RFR(S) 8189688: NMT: Report per-class load metadata information
Andrew Dinn
adinn at redhat.com
Mon Oct 23 14:52:12 UTC 2017
On 23/10/17 15:40, Thomas Stüfe wrote:
> Okay. So this is important for understanding cases where we have a large
> number of miniscule class loaders, each one only having a few numbers of
> chunks. In this case, would it be useful to have a running total of "free"
> and "waste", too? Or even better, also average and peak values of "free"
> and "waste" (to tell apart cases where you have one outlier vs cases where
> just all metaspaces waste a lot of memory).
>
> Just out of curiosity, I looked at
> http://cr.openjdk.java.net/~zgu/cld_metaspace/wildfly.txt and it seems
> that "free" is the problem, not "waste"? So I guess what happens is that
> all the little classloaders allocate just enough memory to push them over
> "_small_chunk_limit=4", so they allocate the first medium chunk, from which
> then they take a small bite and leave the rest laying around?

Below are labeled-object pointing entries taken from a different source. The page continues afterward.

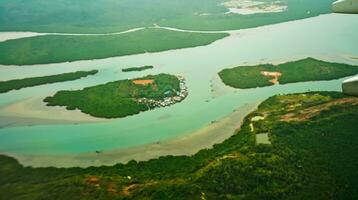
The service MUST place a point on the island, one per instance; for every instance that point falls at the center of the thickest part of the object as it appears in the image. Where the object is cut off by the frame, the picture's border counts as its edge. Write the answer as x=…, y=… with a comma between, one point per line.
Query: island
x=124, y=97
x=6, y=86
x=131, y=69
x=311, y=146
x=308, y=69
x=66, y=48
x=93, y=30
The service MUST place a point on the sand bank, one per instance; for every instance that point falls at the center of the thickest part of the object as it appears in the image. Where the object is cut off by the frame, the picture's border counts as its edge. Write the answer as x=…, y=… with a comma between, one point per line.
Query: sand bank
x=189, y=144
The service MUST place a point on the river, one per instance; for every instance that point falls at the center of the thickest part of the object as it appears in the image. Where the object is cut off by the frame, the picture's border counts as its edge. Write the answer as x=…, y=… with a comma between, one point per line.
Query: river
x=331, y=37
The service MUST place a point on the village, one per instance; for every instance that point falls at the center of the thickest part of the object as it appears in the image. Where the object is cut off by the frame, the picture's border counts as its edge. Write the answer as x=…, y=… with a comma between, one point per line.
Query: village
x=170, y=98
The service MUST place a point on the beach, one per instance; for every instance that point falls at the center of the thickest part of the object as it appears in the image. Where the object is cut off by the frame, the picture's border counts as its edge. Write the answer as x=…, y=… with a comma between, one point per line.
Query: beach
x=189, y=144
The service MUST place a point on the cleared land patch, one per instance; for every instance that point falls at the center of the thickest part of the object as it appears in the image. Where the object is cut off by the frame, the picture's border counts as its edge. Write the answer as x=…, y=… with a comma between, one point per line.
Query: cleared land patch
x=308, y=69
x=122, y=98
x=304, y=157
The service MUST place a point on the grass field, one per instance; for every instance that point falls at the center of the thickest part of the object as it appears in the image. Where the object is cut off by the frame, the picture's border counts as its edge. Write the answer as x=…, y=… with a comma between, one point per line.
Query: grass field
x=119, y=98
x=104, y=16
x=312, y=155
x=6, y=86
x=55, y=48
x=308, y=69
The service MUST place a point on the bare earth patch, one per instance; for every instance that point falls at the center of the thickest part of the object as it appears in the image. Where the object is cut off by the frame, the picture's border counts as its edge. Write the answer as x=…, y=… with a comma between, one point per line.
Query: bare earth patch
x=274, y=75
x=315, y=110
x=143, y=82
x=247, y=7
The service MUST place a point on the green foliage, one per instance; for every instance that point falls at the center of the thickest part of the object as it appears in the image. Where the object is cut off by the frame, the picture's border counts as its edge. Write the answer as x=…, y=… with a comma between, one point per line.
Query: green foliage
x=309, y=159
x=103, y=16
x=292, y=72
x=131, y=69
x=6, y=86
x=59, y=48
x=116, y=99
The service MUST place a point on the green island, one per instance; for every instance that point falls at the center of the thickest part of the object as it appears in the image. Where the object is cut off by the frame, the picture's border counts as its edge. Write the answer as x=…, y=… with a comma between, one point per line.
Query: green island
x=312, y=147
x=109, y=16
x=131, y=69
x=308, y=69
x=6, y=86
x=59, y=48
x=124, y=97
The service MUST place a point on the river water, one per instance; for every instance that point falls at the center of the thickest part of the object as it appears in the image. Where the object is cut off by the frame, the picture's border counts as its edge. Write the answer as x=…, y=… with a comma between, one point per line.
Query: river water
x=332, y=37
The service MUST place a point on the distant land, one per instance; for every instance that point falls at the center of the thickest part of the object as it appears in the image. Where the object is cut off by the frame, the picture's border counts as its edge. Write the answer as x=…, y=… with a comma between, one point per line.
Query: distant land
x=312, y=145
x=124, y=97
x=59, y=48
x=131, y=69
x=6, y=86
x=308, y=69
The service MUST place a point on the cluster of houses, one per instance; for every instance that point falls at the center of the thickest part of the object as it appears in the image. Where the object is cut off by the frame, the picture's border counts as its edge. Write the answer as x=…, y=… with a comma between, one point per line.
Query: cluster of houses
x=169, y=99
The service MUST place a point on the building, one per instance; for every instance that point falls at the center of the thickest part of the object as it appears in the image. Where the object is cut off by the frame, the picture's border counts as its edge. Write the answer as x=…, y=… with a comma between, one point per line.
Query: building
x=345, y=6
x=350, y=86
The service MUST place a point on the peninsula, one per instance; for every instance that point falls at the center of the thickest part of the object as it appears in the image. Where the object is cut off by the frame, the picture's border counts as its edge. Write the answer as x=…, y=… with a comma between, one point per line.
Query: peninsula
x=308, y=69
x=124, y=97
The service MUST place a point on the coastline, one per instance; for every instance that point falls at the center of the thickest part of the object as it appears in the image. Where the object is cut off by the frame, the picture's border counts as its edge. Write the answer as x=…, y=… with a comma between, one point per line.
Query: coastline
x=33, y=111
x=189, y=144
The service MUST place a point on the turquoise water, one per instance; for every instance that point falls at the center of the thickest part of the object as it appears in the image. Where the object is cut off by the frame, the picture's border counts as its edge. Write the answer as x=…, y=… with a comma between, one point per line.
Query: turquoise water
x=329, y=37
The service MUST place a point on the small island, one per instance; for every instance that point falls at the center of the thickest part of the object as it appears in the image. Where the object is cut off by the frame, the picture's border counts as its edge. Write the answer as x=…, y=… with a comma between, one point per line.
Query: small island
x=308, y=69
x=124, y=97
x=310, y=143
x=131, y=69
x=6, y=86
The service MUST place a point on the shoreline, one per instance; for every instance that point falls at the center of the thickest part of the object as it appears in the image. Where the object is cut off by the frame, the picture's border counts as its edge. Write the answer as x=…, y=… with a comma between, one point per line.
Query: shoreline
x=33, y=111
x=188, y=144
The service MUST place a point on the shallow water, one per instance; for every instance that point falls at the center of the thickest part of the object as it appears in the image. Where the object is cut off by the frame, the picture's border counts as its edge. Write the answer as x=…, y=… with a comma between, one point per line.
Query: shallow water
x=326, y=37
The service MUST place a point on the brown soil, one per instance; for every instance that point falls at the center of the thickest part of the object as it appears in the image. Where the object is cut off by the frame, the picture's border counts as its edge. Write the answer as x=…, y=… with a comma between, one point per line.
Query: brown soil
x=274, y=75
x=143, y=82
x=315, y=110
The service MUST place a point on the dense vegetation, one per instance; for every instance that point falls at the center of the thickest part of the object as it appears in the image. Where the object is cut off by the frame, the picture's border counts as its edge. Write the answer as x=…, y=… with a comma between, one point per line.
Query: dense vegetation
x=312, y=155
x=6, y=86
x=57, y=48
x=131, y=69
x=118, y=98
x=99, y=16
x=308, y=69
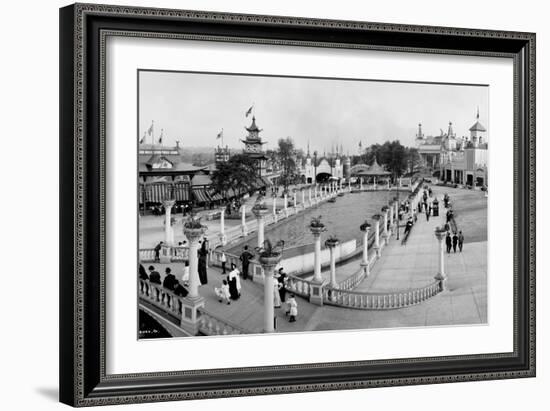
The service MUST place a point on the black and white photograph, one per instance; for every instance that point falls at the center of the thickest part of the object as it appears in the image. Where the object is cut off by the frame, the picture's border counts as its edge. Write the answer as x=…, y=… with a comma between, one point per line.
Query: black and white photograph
x=273, y=204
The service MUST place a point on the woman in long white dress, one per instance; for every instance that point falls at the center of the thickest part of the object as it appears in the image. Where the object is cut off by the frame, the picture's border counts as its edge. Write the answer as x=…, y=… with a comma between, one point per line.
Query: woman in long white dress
x=234, y=282
x=276, y=296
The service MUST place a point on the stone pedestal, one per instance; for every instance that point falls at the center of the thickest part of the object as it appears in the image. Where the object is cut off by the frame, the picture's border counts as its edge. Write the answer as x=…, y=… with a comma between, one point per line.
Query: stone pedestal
x=268, y=265
x=190, y=317
x=376, y=219
x=165, y=254
x=274, y=209
x=191, y=304
x=365, y=262
x=440, y=234
x=331, y=244
x=168, y=233
x=244, y=228
x=194, y=235
x=260, y=213
x=223, y=238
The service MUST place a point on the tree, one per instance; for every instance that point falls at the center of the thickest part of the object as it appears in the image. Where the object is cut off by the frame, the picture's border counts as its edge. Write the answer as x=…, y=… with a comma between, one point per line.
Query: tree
x=286, y=154
x=238, y=173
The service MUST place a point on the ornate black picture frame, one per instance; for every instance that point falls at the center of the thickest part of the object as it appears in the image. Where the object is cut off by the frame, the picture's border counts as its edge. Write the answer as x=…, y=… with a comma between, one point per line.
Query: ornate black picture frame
x=83, y=30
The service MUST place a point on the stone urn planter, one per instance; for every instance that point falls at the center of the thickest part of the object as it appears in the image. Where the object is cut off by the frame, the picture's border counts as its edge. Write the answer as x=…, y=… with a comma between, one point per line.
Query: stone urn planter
x=332, y=242
x=365, y=226
x=269, y=254
x=193, y=228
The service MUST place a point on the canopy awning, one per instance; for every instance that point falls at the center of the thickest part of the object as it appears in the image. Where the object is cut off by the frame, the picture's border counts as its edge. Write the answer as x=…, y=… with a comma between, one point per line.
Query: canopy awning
x=157, y=192
x=201, y=195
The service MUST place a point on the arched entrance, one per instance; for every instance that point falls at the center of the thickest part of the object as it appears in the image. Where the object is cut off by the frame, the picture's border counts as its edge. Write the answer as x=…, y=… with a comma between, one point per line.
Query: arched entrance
x=323, y=177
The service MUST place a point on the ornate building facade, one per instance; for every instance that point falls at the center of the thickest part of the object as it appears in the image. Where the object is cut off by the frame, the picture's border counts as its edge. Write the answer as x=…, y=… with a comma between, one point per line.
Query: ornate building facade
x=458, y=160
x=320, y=169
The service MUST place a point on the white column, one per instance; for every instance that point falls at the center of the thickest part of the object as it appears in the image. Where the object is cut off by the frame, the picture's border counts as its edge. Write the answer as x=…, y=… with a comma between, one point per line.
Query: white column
x=193, y=266
x=243, y=220
x=440, y=234
x=223, y=238
x=377, y=236
x=317, y=258
x=366, y=247
x=261, y=225
x=268, y=299
x=333, y=282
x=168, y=234
x=397, y=212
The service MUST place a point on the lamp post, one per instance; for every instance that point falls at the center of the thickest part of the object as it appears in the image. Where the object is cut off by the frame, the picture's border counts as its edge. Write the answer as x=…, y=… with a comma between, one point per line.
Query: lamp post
x=365, y=227
x=397, y=216
x=193, y=230
x=440, y=233
x=269, y=257
x=331, y=243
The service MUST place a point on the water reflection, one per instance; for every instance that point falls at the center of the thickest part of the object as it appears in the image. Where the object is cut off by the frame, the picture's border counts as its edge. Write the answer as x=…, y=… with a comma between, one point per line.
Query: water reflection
x=341, y=218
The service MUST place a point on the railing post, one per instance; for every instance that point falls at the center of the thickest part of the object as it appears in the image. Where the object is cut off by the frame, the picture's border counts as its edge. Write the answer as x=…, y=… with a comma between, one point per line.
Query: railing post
x=243, y=220
x=268, y=265
x=193, y=302
x=316, y=289
x=365, y=227
x=440, y=233
x=274, y=209
x=376, y=219
x=223, y=238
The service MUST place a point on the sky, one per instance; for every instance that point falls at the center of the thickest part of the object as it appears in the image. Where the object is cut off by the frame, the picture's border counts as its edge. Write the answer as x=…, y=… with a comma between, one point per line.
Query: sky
x=194, y=107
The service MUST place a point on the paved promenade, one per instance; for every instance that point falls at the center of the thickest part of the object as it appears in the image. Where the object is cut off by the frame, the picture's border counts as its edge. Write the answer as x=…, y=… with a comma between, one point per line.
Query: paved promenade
x=400, y=268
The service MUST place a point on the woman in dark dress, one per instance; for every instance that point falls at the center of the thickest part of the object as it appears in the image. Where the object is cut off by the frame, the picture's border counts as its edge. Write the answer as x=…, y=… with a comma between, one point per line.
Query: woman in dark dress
x=203, y=253
x=234, y=283
x=282, y=279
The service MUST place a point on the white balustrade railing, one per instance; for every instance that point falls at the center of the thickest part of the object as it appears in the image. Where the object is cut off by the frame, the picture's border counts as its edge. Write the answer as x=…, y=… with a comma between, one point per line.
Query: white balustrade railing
x=161, y=298
x=299, y=286
x=209, y=324
x=379, y=301
x=176, y=253
x=353, y=280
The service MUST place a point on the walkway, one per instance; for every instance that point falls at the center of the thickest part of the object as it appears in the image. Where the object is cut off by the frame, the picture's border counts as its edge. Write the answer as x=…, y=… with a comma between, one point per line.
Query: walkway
x=401, y=267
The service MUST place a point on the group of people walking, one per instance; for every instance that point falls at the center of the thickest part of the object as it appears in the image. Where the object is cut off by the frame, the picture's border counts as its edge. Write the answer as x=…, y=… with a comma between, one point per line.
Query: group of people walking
x=230, y=288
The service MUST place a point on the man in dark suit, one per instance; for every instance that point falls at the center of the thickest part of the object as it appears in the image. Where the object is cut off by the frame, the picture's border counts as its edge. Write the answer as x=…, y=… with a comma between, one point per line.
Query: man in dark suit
x=154, y=276
x=180, y=290
x=245, y=258
x=455, y=241
x=169, y=279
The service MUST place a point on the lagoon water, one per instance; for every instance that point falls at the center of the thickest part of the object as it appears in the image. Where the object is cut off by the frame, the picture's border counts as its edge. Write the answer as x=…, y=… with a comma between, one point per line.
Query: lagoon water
x=341, y=218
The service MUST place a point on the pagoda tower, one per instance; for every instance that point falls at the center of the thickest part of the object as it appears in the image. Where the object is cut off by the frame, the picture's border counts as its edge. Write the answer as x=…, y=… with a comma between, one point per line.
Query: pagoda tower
x=253, y=147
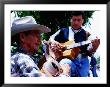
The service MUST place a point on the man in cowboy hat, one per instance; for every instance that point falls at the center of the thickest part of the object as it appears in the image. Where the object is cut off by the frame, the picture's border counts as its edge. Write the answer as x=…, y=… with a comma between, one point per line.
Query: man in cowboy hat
x=25, y=32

Yes, that is pretty how it works. Only the problem is twice as bad when
you have separate class metadata and non-class metadata (i.e. when using
compressed class oops which is by far the most common case) since this
invariably wastes more space.
Similar behaviour happens when an anonymous class is created because of
a lambda, except that you only get one small allocation before a medium
chunk is created. So, for small lambdas, you almost always end up using
around 50% of 2 1MB chunks and, for more complex lambdas, around 50% of
a 1MB chunk plus less than 50% of a 1MB + 4MB chunk. So, the space waste
for lambdas is really quite spectacular.